16. The computer program product of claim 13, wherein the program code enables the deposit box IHS to provide the functionality of:

in response to receiving a data query from the first tenant IHS:

authenticating the data query that contains at least one first tenant-hashed tabular label;

associating the data query with the first tenant identifier;

locating at least one corresponding secure data record in the multiple-tenant data store having the at least one first tenant-hashed tabular label;

identifying a corresponding deposit encryption key for each over-encrypted data payload of the at least one corresponding secure data record;

partially decrypting the at least one corresponding secure data record using the respective deposit encryption key to produce at least one first tenant query record, each first tenant query record having the one or more first tenant-hashed tabular labels associated with the tenant-encrypted data payload; and

communicating the at least one first tenant query record to the first tenant IHS.

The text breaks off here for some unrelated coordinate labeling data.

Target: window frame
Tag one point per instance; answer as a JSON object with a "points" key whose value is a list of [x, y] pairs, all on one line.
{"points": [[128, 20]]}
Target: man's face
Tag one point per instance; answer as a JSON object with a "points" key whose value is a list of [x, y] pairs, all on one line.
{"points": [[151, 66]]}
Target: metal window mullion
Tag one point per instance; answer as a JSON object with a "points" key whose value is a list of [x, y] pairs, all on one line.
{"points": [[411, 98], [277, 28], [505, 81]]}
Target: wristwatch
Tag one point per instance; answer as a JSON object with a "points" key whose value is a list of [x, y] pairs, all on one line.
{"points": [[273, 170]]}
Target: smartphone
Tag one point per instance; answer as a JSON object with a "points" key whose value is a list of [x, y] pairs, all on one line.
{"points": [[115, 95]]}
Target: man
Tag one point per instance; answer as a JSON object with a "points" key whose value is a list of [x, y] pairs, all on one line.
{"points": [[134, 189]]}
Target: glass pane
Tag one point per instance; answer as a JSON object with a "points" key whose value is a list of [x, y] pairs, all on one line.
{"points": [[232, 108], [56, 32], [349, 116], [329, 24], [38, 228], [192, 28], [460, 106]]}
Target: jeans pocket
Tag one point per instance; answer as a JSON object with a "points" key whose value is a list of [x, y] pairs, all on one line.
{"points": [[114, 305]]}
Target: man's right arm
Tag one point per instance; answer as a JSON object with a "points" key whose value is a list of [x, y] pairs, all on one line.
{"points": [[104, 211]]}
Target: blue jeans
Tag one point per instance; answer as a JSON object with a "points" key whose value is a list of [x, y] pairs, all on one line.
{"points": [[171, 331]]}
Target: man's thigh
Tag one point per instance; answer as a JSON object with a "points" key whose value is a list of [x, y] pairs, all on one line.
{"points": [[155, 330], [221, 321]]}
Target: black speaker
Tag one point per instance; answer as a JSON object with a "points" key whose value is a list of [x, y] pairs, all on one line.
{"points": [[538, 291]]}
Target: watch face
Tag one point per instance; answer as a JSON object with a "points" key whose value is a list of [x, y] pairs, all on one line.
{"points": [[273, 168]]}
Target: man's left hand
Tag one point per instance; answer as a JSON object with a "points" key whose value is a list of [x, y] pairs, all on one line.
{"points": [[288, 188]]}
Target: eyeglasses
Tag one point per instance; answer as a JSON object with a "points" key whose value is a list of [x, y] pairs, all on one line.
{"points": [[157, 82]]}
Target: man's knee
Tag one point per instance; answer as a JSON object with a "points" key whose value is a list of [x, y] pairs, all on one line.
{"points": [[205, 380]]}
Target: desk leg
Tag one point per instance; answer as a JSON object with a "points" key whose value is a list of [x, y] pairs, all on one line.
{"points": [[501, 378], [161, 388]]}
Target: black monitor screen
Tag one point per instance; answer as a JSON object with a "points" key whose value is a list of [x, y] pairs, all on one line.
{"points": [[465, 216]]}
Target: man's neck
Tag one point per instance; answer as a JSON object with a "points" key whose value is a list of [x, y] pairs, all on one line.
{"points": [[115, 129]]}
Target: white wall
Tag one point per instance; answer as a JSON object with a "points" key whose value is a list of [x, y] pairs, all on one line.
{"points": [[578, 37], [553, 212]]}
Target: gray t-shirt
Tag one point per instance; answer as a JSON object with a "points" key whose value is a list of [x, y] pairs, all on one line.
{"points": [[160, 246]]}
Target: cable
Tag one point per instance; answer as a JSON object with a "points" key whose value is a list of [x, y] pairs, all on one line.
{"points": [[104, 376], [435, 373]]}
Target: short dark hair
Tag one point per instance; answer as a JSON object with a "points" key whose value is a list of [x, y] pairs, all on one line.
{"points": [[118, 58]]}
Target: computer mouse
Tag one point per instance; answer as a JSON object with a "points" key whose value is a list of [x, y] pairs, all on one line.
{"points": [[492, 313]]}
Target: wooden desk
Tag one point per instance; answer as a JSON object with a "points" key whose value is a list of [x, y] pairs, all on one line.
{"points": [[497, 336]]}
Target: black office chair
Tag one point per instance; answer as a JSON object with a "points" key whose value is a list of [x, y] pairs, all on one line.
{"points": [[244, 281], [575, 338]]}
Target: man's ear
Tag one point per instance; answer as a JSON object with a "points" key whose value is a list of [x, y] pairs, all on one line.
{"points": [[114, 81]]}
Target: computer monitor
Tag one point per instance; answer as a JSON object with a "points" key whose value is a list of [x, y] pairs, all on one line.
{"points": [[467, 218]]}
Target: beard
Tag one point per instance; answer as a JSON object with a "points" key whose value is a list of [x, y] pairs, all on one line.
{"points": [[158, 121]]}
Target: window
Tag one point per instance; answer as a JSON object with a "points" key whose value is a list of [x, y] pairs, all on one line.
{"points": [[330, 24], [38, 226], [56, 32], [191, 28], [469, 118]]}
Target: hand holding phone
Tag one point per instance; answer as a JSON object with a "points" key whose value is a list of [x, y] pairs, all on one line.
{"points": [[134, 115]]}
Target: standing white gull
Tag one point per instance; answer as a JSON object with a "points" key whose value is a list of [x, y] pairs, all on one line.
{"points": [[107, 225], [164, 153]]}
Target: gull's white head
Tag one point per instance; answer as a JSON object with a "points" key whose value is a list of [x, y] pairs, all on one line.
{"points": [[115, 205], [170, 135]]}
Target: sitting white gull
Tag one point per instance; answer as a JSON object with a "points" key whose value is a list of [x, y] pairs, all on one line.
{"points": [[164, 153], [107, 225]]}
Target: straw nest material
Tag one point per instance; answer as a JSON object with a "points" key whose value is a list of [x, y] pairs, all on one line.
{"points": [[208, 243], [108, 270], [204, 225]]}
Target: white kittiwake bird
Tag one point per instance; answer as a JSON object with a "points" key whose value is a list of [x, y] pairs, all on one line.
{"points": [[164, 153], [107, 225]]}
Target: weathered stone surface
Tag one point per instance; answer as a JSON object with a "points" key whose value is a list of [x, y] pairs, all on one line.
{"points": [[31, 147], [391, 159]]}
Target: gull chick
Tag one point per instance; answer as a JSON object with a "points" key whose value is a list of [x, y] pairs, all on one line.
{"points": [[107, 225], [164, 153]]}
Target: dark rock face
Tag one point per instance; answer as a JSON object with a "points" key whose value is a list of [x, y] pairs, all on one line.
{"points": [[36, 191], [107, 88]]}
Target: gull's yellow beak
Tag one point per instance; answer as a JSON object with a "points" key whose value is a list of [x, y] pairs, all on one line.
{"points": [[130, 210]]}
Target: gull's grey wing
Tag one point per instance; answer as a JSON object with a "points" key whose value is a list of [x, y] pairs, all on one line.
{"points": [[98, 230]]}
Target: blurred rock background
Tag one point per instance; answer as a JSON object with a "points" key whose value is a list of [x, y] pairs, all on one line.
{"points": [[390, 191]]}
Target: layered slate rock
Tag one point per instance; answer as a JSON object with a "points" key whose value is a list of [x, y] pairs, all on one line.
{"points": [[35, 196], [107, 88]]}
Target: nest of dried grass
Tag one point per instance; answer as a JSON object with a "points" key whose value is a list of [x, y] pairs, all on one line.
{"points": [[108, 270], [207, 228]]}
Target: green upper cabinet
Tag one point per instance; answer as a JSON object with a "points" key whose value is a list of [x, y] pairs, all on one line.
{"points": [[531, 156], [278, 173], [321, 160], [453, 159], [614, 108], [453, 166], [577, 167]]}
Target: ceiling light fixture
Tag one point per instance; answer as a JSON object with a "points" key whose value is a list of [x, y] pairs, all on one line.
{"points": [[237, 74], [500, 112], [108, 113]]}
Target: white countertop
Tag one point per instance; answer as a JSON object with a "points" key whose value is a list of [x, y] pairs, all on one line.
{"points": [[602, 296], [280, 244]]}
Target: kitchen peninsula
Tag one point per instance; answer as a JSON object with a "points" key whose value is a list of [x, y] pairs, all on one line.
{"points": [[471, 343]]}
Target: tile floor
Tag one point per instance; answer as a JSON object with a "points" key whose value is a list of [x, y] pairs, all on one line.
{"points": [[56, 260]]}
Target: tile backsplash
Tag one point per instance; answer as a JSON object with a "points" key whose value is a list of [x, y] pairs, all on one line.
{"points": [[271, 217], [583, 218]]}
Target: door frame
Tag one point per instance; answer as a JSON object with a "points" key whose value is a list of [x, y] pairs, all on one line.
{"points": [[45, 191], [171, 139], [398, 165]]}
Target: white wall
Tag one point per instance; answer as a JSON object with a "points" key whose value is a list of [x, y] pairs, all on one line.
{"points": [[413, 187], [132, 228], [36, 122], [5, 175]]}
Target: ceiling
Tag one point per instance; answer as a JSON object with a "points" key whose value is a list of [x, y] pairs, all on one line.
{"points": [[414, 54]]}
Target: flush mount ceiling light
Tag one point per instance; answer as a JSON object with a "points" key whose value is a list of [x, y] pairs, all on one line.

17. The computer program product of claim 13, wherein the program code enables the deposit IHS to provide the functionality of:

storing the first tenant secure data record in the multiple-tenant data store in a database structured to permanently store the first tenant secure data record; and

revising a particular one of the first tenant secure data record by storing a new data record with updated information.

18. The computer program product of claim 17, wherein the program code enables the deposit IHS to provide the functionality of permanently storing the secure data record in blockchain storage.

19. The deposit IHS of claim 1, wherein the deposit IHS does not receive the first tenant encryption key and the secure memory does not store the first tenant encryption key.

20. The deposit IHS of claim 1, wherein the first tenant data structure does not include the original contents of the first tenant-hashed tabular label before the first tenant-hashed tabular label was hashed.